It may also be a way of erecting a wall of marble against the possibility of slipping back.

When you see this stuff one bathroom at a time, the idea of water pouring out of a silver eagle’s mouth into a basin rimmed with Broadway marquee lights can seem at least marginally sensible. There is a hotel in Washington, D.C., for example, in which CBS occasionally puts me up for a night, where the bellperson always reassures the visitor that he has made the proper choice of accommodations: “You know, sir, we have the best bathrooms in Washington.”

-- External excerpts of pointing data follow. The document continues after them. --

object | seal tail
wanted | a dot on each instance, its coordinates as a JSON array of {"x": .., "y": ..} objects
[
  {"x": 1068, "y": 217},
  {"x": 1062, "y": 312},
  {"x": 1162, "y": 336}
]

And I can say, without having conducted a scientific survey of the porcelain palaces of our nation’s capital, that it could be true. A shower stall built for two; a tub long enough for Manute Bol to stretch out in; a phone beside the toilet, which has been thoughtfully tucked away in a separate chamber, and enough marble to choke a bank lobby.

As a visitor to Washington, you can somehow convince yourself that all this is desirable and appropriate. After all, emissaries from a variety of foreign lands might be staying here, and they are sophisticated enough that it takes more than whisper-soft toilet paper to impress them.

But when you see hundreds of elaborate objets de bain lovingly displayed together in a showroom, like art pieces, you get the idea that we are building monumental shrines to our most basic needs. Parents should be taking their 2-year-olds to gaze at such a collection, promising, “If you learn potty well, one day some of this will be yours.”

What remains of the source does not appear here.